The report compares social security spending over the course of the current Parliament with the government’s original forecast in 2010, as well as taking a longer-term look at spending on benefits over the last three decades.
Key findings
- Total social security spending is set to be £9.2 billion a year more than originally forecast by 2014-15.
- Rising in-work poverty, caused by real wage falls and the concentration of new jobs in low paying industries, is the main cause of unplanned spending.
- The biggest single area of unplanned social security spending – £2.6 billion a year by 2014-15 – is on tax credits, two-thirds of which now goes to households with someone in work. The number of middle-income families receiving tax credits has almost doubled in the last five years. This is a result of falling real incomes leaving more working families in need of tax credit support – despite cuts to tax credits that have left some families thousands of pounds a year worse off.
- The next biggest area of unplanned spending – £2.5 billion a year by 2014-15 – is on housing benefit. This is also likely to be due to rising in-work poverty as most of the increase in the housing benefit caseload since 2010 comes from families with someone in work.
- Workers are experiencing the longest real wage squeeze in over a century, with average weekly earnings growth having trailed inflation since late 2009. As much as 80 per cent of net job creation under the coalition government has taken place in industries paying less than £8 an hour on average.
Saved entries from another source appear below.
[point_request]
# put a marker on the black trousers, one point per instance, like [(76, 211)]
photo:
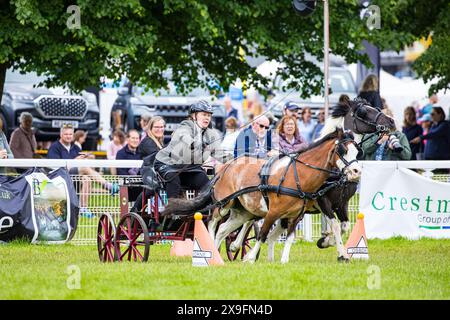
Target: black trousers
[(193, 178)]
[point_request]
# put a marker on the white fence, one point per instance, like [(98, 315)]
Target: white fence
[(96, 200)]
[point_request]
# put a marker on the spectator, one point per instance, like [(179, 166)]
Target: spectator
[(231, 112), (392, 146), (148, 148), (429, 106), (369, 91), (412, 130), (79, 138), (154, 141), (129, 152), (306, 124), (23, 142), (255, 140), (143, 122), (425, 122), (438, 145), (256, 108), (344, 99), (291, 109), (5, 151), (65, 149), (289, 138), (117, 143), (319, 126), (231, 134)]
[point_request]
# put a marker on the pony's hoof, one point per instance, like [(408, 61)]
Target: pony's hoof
[(233, 247), (343, 259), (321, 243)]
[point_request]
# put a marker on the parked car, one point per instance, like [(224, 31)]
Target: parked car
[(51, 108), (341, 82), (133, 101)]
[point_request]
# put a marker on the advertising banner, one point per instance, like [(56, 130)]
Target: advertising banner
[(401, 202)]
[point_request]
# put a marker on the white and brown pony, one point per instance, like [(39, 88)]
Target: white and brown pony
[(237, 188)]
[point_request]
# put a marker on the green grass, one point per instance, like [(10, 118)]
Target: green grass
[(409, 270)]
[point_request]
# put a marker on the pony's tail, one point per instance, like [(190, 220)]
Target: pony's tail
[(183, 207)]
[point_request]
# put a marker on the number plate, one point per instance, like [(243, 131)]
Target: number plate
[(61, 123)]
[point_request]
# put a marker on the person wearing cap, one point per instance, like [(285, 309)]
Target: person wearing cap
[(192, 143), (23, 141), (425, 123), (412, 130), (256, 140), (438, 145), (143, 122), (291, 109)]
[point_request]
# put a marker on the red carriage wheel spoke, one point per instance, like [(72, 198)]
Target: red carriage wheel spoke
[(139, 254)]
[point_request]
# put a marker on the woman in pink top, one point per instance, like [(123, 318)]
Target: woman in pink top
[(117, 143)]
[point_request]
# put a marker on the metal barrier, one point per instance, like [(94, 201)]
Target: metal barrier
[(96, 200)]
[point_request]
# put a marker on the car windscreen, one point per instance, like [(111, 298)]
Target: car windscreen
[(170, 91), (15, 77), (340, 81)]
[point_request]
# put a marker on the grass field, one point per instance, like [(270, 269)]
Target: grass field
[(408, 270)]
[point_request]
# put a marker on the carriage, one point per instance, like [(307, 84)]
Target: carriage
[(131, 238)]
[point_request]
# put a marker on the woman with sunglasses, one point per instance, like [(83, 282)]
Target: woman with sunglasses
[(438, 138), (289, 138), (256, 140), (306, 124)]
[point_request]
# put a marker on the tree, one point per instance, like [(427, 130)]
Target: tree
[(194, 39)]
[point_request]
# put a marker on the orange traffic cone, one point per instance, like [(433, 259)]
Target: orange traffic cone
[(357, 243), (182, 248), (204, 253)]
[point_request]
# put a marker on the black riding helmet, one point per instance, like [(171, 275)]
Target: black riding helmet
[(200, 106)]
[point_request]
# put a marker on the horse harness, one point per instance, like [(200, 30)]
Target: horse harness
[(264, 187)]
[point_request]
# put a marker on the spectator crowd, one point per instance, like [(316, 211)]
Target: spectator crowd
[(423, 135)]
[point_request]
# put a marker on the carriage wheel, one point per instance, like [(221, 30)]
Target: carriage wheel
[(246, 245), (131, 241), (105, 238)]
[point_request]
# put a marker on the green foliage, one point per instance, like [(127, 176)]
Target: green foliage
[(194, 39), (414, 19), (408, 270)]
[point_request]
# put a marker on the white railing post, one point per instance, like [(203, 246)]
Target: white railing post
[(307, 227)]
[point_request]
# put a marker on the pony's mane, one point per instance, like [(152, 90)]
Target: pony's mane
[(329, 136), (340, 110)]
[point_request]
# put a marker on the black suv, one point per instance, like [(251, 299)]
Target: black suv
[(172, 107), (51, 108)]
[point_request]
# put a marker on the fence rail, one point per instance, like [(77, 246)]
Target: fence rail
[(95, 199)]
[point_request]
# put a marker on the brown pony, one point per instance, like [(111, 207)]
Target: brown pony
[(312, 168)]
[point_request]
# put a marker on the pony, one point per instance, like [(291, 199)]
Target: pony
[(287, 191), (359, 117)]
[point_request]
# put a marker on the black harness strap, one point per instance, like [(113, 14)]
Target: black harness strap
[(264, 174)]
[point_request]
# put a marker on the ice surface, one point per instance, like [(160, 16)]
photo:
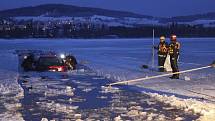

Official figures show that real household disposable income per head has fallen sharply in recent years and is now back at its 2005 level.
TUC General Secretary Frances O’Grady said: 'For all its rhetoric on tackling welfare, the government is set to spend almost £10 billion a year more than it originally planned on social security payments by the end of this Parliament. This is because Britain’s living standards crisis has led to a rapid rise in the working poor. Even while tax credits are being cut, spending is going up because so many more working people are reliant on benefits to help make ends meet'.